A certain something happened recently that reminded me of a theory I've had bobbing around my mind lately. I'm not really ready to share it quite yet, but it involves word choice.

There's only so much space on a page and there's only so many pages in a book, right? Well, I suppose in this age of massive digital storage it's more appropriate to say that there's only so much interest one writer can devote to a book and similarly only a certain amount of interest that a reader is willing to commit to it. You don't have an infinite number of words you can put into a story so that means that the words you do put in are more valuable than the ones you don't, but how do you decide that value? What makes you go with A instead of B?


----------



## MineOwnKing (Jun 17, 2015)

It's great to have a thesauric vocabulary, but overdoing it can be jarring.

For example:_ Untenable_ is a great word but if _Flimsy _works well too then I would use flimsy instead.

Too many words that are outside the spectrum of daily usage can make the reader feel like you're looking down your nose at them.

2 pages of Moby Dick can give you enough thesauric fuel to blow the moon.
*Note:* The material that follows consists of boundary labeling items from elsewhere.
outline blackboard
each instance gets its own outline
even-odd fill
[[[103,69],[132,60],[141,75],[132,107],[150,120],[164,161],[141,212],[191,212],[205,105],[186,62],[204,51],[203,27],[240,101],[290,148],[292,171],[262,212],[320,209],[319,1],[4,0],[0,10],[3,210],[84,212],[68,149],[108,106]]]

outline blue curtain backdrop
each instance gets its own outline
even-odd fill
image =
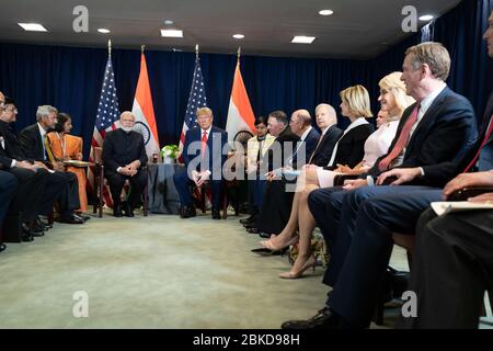
[[[466,0],[429,29],[452,57],[448,84],[471,100],[479,116],[493,88],[493,65],[482,41],[492,10],[493,0]],[[400,70],[405,48],[420,41],[421,33],[413,34],[370,60],[243,56],[241,70],[255,115],[313,111],[320,102],[339,111],[339,92],[356,83],[368,88],[376,113],[379,79]],[[139,55],[138,49],[113,49],[121,111],[131,110]],[[177,143],[195,54],[148,50],[146,57],[161,145]],[[88,155],[106,59],[103,48],[0,45],[0,90],[16,100],[16,129],[34,123],[38,105],[55,105],[72,115],[72,133],[83,136]],[[207,102],[220,127],[226,126],[236,61],[236,55],[200,54]],[[342,127],[347,124],[340,117]]]

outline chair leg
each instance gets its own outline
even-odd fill
[[[225,186],[225,194],[222,197],[222,219],[228,219],[228,186]]]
Even though I love Moby Dick and really enjoy geeking out over the wide vocabulary, it does detract from the pace of the novel.

Moby Dick is an extreme example but I think you probably get my point.

Pace is important.


----------



## Lunaairis (Jun 17, 2015)

this reminds me of this--> 




Yes words are important, each word as a history and a meaning and that in conjunction the words can bring a reader into a different mindset as they read the page. 
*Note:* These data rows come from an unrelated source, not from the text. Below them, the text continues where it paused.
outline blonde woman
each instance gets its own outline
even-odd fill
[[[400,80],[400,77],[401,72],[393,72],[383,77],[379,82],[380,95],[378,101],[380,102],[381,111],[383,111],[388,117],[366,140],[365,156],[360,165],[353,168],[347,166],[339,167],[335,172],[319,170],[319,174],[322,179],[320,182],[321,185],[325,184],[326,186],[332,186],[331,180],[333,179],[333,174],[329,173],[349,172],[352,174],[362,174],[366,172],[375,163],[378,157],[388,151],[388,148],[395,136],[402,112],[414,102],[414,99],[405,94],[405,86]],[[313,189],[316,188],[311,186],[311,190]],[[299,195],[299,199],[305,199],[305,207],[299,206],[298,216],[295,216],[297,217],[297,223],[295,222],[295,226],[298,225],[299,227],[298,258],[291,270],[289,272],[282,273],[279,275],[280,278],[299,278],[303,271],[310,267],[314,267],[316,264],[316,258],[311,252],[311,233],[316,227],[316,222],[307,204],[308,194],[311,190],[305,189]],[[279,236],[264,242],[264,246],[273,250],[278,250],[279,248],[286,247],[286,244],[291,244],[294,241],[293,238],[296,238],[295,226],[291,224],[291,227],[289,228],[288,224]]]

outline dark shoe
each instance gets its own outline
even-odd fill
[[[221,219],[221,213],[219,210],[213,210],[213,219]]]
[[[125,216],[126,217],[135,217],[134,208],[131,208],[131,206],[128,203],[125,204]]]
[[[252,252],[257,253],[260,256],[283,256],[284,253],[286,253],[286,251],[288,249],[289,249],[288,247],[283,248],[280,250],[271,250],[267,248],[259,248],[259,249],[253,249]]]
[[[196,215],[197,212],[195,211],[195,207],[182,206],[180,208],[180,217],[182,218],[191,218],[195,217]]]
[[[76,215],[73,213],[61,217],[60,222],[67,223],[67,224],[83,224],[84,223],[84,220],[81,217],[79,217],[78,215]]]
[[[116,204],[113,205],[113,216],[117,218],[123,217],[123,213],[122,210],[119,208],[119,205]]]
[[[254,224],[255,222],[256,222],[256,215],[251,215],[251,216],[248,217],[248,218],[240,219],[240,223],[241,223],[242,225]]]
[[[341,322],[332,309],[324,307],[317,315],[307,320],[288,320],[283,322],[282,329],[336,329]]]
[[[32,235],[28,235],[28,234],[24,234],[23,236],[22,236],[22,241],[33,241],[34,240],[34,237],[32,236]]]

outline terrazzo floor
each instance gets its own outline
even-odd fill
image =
Its something important but not so important that you should worry about it on your first pass (or two) on a draft. But when you got back to edit one thing on your checklist should be "Do the words I use evoke the right feelings in this scene?"


----------



## stephenspower (Jun 17, 2015)

I think the best word is the simplest but also the most culturally relevant. For instance, I love how hobbits constantly use food imagery ("I feel thin. Like butter scraped over too much bread."). In addition, I think etymology matters too and can be a way to differentiate cultures and practices subtly. For instance, JK Rowling's fancy spells have Latin names, the homey spells have Anglo-Saxon names and the healing spells have Greek names.


----------



## Garren Jacobsen (Jun 17, 2015)

Queshire said:


> A certain something happened recently that reminded me of a theory I've had bobbing around my mind lately. I'm not really ready to share it quite yet, but it involves word choice.
> 
> There's only so much space on a page and there's only so many pages in a book, right? Well, I suppose in this age of massive digital storage it's more appropriate to say that there's only so much interest one writer can devote to a book and similarly only a certain amount of interest that a reader is willing to commit to it. You don't have an infinite number of words you can put into a story so that means that the words you do put in are more valuable than the ones you don't, but how do you decide that value? What makes you go with A instead of B?



I think that it all depends on the context of what I am writing. For example, suppose I am writing an urban fantasy, I would never write thine and thou when dealing with normal conversation. Also, to use MoK's example, I wouldn't ever use the word untenable when describing a bridge but would use it if a person was talking about another person's position or argument in a discussion. Last, suppose I am writing about an attorney reviewing a contract, I would try to use some of the technical jargon properly. These terms would be offer, acceptance, consideration (the three pillars of contract law), promissory estoppel, frustration, impracticability, parol evidence, or express and implied warranties. Yet, I would never, ever use these terms in literally any other setting. So, deciding what is important depends on context. 

Those are extreme examples. Perhaps something closer to the line is when I have to decide between using two very similar words, like between ball and orb. Let's consider context again. If my characters are playing a game that requires kicking or throwing a sphere I would call it a ball, since that implies something one uses to play with. However, if I was writing about say a wizard's magic doohickey that was also a sphere I would probably call it an orb to impress the nature of its strangeness.

In short no word is more valuable than another, unless the context decides other wise.


----------



## Penpilot (Jun 18, 2015)

Actually, my college writing teacher always told us what's not said can be just as important as what is. I tend to agree. What's on the page is just the tip of the iceberg, where most of the mass is below the surface unseen. There's even a writing theory for it. 
https://en.wikipedia.org/wiki/Iceberg_Theory


----------



## Russ (Jun 18, 2015)

In law school this book was mandatory reading, and I hope it still is:

Plain English for Lawyers: Richard C. Wydick: 9781594601514: Books - Amazon.ca

Don't let the words get in the way of the picture you are trying to paint, and this is very  much one area where you  need to know your audience.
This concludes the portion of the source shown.